Assyrian Education Network

The St. Hurmizd Assyrian Primary School
by Sennacherib Warda
Posted: Monday, October 09, 2000 08:04 am CST

“This will be the first school established in the modern history of the Assyrian nation outside our traditional homelands.”

The foundation stone was laid for the first Assyrian school outside of the Middle East on Sunday 20th August 2000. The St. Hurmizd Assyrian Primary School is due to open with the start of the 2002 school year. It will be a great moment in our modern history, and a great step towards re-establishing the foundations of our culture, and our identity. In December 1996, a committee was set up by Mar Mellis Zaia to carry out a study into the feasibility of establishing an Assyrian Primary School. The verdict was for the affirmative, and the idea of the school reached the drawing board. Mr. Donald Maseh designed the building which will contain; fourteen class rooms, an administration block to house the staff, a library that would include a reading room, a canteen, and indoor assembly hall which would also cater for physical education activities, a playground, and a car parking area.

The school will be a fully operational primary school by the year 2007. For its first school year it will begin with two kindergarten classes, thereafter two classes will be introduce each succeeding year. Upon reaching capacity, the school will consist of fourteen classes, two for each level. The number of students is expected to reach a total of 364 student. The curriculum of the school will be fully accredited by the New South Wales Board of School Studies.

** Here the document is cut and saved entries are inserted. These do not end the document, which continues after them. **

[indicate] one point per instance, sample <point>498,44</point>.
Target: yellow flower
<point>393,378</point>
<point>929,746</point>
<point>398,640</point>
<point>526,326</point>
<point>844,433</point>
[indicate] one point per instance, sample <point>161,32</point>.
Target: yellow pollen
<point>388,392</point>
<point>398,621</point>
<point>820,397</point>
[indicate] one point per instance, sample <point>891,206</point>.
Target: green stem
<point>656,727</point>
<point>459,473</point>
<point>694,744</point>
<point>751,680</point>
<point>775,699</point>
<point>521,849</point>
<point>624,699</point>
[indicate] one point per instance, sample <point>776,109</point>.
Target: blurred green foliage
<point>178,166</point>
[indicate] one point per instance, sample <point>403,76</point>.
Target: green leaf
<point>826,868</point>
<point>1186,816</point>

It will include the usual subjects taught at any other schools, which include English, Mathematics, Science and technology, etc. It will also include subjects in relation to Assyrians. These include Assyrian language studies, and studies into the Assyrian culture, and heritage.

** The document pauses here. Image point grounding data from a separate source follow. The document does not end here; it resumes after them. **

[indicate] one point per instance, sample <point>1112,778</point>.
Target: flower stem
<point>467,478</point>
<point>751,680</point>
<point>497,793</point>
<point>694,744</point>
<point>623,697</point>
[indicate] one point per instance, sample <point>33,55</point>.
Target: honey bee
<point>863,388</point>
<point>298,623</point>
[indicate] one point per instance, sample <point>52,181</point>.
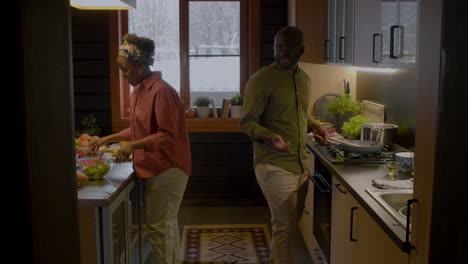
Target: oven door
<point>322,207</point>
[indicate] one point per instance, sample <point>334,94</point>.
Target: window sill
<point>213,125</point>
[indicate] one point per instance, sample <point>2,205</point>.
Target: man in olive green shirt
<point>275,117</point>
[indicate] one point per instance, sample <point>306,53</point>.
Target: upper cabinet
<point>311,18</point>
<point>340,40</point>
<point>386,33</point>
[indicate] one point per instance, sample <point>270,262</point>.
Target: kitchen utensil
<point>379,132</point>
<point>404,161</point>
<point>390,166</point>
<point>321,105</point>
<point>357,146</point>
<point>373,111</point>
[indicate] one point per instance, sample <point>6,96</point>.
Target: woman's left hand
<point>124,153</point>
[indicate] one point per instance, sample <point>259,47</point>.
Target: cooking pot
<point>357,146</point>
<point>379,132</point>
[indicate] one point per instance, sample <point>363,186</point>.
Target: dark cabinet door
<point>367,37</point>
<point>311,18</point>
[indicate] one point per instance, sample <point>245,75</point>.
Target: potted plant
<point>342,109</point>
<point>236,106</point>
<point>202,103</point>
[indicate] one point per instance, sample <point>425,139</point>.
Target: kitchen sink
<point>394,202</point>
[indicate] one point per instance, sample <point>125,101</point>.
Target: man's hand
<point>320,135</point>
<point>279,144</point>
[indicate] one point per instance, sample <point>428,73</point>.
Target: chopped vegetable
<point>96,170</point>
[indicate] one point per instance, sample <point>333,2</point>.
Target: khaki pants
<point>285,193</point>
<point>163,195</point>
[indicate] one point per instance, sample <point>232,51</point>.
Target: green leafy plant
<point>345,105</point>
<point>237,100</point>
<point>202,101</point>
<point>352,129</point>
<point>90,126</point>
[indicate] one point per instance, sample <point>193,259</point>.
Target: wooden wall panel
<point>91,76</point>
<point>273,16</point>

A major aspect of the curriculum is that between the year levels two and six, the students will be taught Assyrian history, Assyrian Fairy tales, and poems, and Assyrian celebrations and cultural aspects. This will offer a place for the Assyrian culture to be nurtured, and maintained. It will be a place where the culture is taught, and practised. So what would this school mean for future for Assyrian individuals?

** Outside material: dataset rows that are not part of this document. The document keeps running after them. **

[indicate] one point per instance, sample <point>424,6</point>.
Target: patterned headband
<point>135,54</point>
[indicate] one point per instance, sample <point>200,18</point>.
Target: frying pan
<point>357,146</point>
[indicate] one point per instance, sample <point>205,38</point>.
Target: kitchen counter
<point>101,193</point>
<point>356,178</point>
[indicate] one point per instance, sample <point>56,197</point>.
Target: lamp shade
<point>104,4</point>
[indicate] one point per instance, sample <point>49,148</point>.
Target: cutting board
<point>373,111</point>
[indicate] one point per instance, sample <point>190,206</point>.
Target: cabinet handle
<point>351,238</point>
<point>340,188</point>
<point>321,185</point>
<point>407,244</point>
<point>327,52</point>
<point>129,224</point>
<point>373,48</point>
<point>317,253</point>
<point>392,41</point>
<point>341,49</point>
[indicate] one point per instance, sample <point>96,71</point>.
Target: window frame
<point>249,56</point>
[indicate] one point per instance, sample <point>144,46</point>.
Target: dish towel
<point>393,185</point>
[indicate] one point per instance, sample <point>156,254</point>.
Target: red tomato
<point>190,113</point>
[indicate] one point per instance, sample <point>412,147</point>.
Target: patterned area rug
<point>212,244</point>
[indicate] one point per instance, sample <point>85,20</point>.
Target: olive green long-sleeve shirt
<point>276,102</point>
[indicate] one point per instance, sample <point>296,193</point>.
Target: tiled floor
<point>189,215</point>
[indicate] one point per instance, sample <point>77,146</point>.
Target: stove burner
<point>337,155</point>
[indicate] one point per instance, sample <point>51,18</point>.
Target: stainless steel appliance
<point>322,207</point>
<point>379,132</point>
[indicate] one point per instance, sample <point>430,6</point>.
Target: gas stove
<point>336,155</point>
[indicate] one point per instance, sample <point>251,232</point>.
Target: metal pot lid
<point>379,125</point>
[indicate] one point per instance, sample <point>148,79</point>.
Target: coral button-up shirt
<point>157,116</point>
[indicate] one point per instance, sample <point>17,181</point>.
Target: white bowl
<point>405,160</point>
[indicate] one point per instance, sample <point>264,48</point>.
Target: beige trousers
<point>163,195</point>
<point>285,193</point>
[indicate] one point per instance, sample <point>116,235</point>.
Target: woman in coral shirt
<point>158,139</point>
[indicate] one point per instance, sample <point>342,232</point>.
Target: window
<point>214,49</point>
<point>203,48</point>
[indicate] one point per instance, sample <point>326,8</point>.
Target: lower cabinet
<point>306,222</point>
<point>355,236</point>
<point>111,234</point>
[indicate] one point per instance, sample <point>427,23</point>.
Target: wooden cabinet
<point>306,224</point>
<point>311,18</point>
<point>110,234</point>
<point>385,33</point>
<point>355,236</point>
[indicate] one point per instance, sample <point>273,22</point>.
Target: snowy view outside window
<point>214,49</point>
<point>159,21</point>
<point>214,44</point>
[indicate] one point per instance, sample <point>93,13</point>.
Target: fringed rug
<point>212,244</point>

Firstly, all the due credits need to be given to the Assyrian Church of the East for undertaking this project. It is a great efforts, but one with many pluses. One of the main problems that we face in our community today is the clash of cultures that our youth experience. They spend the first half of their day at school, in a totally different environment to that they have to deal with during the second half of the day. It is a big issue that we have been over-sighting for many years. Another issue that our youth face, is the confusion over their true identity. With identity being a very difficult concept to define, and comprehend, many young Assyrians are left bewildered when the subject arises.

I believe that the school will be able to smooth out these issues, and many others that prove to be troublesome to the younger generations of our community. It will allow a common ground for many people of the same background, and same age to meet, and be able to deal with their problems collectively. Another big plus in such a project is the preservation of the Assyrian culture, and language. These two aspects of our lives are in many ways valuable. They are part of human history, they helped shape up today’s world. So the same way an ancient Mesopotamian piece of clay with some inscriptions on it is worth millions of dollars, so is the language, and culture we practice. Being in many ways metaphysical, language, and culture are priceless. The concept of the St. Hurmizd Assyrian Primary School holds many promises that the community hopes will be delivered. It will produce a totally different generation from those who migrated to Australia, and from those Assyrians born here. It will be a turning point in the history of Assyrians in the West.